1976-77: Miser of Tahoma, Trouble at the Fort, and Alice in Wonderland (version 1)

1977-78: Sungura the Hare (version 1)

1978-79: The Black Heart of Indri

1979-80: You Are What You Eat (Nutrition Show), Inanna in the Underworld, and Rime of the Ancient Mariner

1980-81: The Magic Calliope, Onion Skin Soup, THE MASQUE COMPANY

1981-82: Coyote and the Cedar Tree, Faces in Time (MASQUE Co.), Frogs (MASQUE Co.), Sungura the Hare (version 2)

1982-83: Lessons for a Sumo

1983-84: Jabberwocky and A Pig's Tale

1984-85: The Gift

1985-86: Petrushka, The Magic Teakettle, and Opal.

1986-87: Adventures of Fet Frumos

1987-88: Jumping Mouse

1988-89: Baba Yaga and Hamitchou the Miser

1989-90: There's A Nightmare In My Closet and Puppetry in Action

1990-91: Rymchimchi and Aladdin & His Magic Lamp

1991-92 Alice in Wonderland (version 2), Coyote & the Cedar Tree (version 2), and How Coyote Kept His Name

1992-93: No new plays produced.

1993-94: Rumpelstiltskin, Br'er Rabbit Tales, Pure Imagination, and The Lucky Teakettle of Good Fortune

1994-95: Pied Piper, Monkey King, and Between Two Worlds

1995-96: The Amazing Adventures of Coco-Kaba

1996-97: Fire on the Mountain, Toy Box, and It's a Republic, If You Can Keep It

1997-98: Jungle Book, Baba Yaga, and Bridge of the Gods.

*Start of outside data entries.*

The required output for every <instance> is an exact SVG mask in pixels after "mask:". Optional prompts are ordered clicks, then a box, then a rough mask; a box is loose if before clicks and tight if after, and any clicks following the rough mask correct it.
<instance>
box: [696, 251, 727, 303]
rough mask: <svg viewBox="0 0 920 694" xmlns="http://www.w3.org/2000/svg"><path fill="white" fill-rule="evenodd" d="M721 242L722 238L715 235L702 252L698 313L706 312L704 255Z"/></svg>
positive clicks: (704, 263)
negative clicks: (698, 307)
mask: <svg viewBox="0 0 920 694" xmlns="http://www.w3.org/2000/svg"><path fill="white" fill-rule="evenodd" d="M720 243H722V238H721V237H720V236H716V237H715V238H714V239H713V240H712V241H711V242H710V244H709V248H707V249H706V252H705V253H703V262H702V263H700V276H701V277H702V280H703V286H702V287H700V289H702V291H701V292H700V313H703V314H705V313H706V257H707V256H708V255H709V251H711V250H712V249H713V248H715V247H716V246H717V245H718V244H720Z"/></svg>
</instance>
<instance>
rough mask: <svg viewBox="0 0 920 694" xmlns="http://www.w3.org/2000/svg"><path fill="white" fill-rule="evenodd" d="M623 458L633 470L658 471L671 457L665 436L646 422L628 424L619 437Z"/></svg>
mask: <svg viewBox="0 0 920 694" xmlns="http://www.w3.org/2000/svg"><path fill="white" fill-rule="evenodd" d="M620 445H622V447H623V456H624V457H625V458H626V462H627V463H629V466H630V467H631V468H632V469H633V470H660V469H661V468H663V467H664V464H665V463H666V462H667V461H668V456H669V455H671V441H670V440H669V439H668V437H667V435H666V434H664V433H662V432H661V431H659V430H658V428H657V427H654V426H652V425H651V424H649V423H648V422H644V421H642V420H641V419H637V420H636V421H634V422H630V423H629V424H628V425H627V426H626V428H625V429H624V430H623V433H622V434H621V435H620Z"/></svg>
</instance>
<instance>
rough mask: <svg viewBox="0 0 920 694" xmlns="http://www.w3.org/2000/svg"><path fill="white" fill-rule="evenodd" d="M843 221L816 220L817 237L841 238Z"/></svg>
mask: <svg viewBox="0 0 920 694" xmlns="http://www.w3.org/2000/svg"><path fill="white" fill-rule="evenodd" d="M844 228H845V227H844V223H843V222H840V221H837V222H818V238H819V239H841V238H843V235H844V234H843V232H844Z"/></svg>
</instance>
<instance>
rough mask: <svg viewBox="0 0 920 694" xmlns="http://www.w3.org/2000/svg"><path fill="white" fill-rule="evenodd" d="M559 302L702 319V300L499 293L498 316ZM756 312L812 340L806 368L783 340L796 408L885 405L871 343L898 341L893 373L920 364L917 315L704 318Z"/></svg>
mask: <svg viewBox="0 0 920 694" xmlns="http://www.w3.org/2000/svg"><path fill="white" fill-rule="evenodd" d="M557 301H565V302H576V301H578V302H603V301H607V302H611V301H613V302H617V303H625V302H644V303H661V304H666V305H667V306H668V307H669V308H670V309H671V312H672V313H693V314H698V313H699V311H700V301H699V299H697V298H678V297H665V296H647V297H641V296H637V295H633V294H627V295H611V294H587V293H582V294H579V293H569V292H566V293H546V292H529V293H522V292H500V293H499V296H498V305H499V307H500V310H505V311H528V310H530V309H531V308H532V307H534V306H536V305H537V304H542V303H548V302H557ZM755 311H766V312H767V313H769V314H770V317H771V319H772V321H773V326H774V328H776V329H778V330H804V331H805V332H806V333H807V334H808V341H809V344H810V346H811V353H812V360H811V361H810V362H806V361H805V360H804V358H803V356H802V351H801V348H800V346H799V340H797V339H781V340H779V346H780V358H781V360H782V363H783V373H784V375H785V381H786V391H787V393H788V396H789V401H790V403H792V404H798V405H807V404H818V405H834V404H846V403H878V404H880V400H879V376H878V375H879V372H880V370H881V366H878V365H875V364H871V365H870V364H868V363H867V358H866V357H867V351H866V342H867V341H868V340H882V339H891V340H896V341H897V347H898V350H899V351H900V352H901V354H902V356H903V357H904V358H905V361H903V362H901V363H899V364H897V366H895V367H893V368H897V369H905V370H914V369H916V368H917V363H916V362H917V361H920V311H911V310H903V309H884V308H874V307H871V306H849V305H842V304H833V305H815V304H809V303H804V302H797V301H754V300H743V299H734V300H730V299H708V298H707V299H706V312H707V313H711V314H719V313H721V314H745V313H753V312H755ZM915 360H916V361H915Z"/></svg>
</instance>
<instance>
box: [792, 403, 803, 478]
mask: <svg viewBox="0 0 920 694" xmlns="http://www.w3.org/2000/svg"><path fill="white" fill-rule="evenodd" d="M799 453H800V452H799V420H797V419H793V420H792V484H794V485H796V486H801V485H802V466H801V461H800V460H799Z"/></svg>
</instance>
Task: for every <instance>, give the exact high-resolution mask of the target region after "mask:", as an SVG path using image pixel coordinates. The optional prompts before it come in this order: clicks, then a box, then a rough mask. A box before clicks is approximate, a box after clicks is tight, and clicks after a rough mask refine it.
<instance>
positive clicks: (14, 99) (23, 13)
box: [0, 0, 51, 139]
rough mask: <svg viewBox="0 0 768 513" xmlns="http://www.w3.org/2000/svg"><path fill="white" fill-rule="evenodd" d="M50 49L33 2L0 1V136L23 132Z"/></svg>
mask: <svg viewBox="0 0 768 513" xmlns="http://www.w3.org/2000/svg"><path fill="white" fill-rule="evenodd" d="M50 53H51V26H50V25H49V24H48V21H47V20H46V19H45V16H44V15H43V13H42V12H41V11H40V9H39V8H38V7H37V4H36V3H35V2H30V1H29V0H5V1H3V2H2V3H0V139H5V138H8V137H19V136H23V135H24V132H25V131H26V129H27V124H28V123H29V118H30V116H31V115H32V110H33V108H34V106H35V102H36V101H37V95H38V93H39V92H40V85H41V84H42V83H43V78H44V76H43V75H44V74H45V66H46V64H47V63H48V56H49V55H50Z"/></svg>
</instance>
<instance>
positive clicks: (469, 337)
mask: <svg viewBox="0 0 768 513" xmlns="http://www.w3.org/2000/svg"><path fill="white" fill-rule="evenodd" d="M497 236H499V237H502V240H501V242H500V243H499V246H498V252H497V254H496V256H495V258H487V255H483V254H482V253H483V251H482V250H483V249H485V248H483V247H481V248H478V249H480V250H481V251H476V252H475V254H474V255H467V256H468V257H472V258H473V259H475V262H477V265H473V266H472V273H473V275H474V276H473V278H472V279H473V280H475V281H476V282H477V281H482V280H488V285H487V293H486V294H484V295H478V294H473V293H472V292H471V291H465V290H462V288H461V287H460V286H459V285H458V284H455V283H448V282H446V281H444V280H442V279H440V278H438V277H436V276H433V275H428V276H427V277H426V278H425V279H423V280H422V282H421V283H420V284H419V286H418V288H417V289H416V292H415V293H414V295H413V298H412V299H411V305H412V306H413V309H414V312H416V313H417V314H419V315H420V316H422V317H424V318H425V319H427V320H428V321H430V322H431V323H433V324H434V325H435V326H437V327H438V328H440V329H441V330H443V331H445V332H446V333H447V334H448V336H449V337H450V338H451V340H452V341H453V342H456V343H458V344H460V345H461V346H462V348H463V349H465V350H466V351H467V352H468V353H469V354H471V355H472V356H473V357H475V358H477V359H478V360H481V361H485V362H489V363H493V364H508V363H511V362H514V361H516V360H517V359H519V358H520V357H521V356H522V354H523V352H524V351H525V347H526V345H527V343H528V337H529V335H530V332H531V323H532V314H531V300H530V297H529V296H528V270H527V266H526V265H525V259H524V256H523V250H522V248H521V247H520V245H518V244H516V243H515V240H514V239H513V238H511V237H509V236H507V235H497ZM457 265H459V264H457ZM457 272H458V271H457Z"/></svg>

1998-99: The Secret of Singbonga

1999-00: Singing Our Way Home

2000-01: Cinderella and Toad Prince

2001-02: Coyote Tales and Perseus: Hero of Ancient Greece

2002-03: Ride the Red Mare

2003-04: Anansi the Spider

2004-05 The Reluctant Dragon and Little One Inch

2005-06: No New Shows

2006-07 The Shoemake and the Elves

2007-08: Pinocchio and Stellaluna

2008-10 No New Shows.

2011-12 When Animals were People, Raven Stories

2012-13 20,000 Leagues Under the Sea and When Animals were People

2014-15 Touring Shows: When Animals were People and The Reluctant Dragon. No new shows were added.

2016-17 Touring Shows: Petroucka, Jungle Book, and Toad Prince. No new shows were added.

2017-18: Touring Shows: Toad Prince and There's a Nightmare in My Closet. Music by Richard Moore. Written by Reg Bradely. Directed by Artistic Director, Tim Giugni. No new shows added.

2018-19 Touring Shows: There's a Nightmare in My Closet and Coyote Stories. No new shows added.

2019 Closed August.

They collaborated with Bag & Baggage Productions in December 2012 for an adaptation of The Velveteen Rabbit.

Several guest directors have collaborated with Tears of Joy: Jan Wilkowski from Poland, Josef Krofta from the Czech Republic, and Yang Feng. In addition, Masaya Kiritaki, master of Otome Bunraku.

In November/December 2006, Tears of Joy produced "To Ride the Red Mare", which former Artistic Director Nancy Aldrich adapted from the book "A Ride On The Red Mare's Back" by Ursula K. Le Guin. Third Angle New Music Ensemble wrote and performed the music.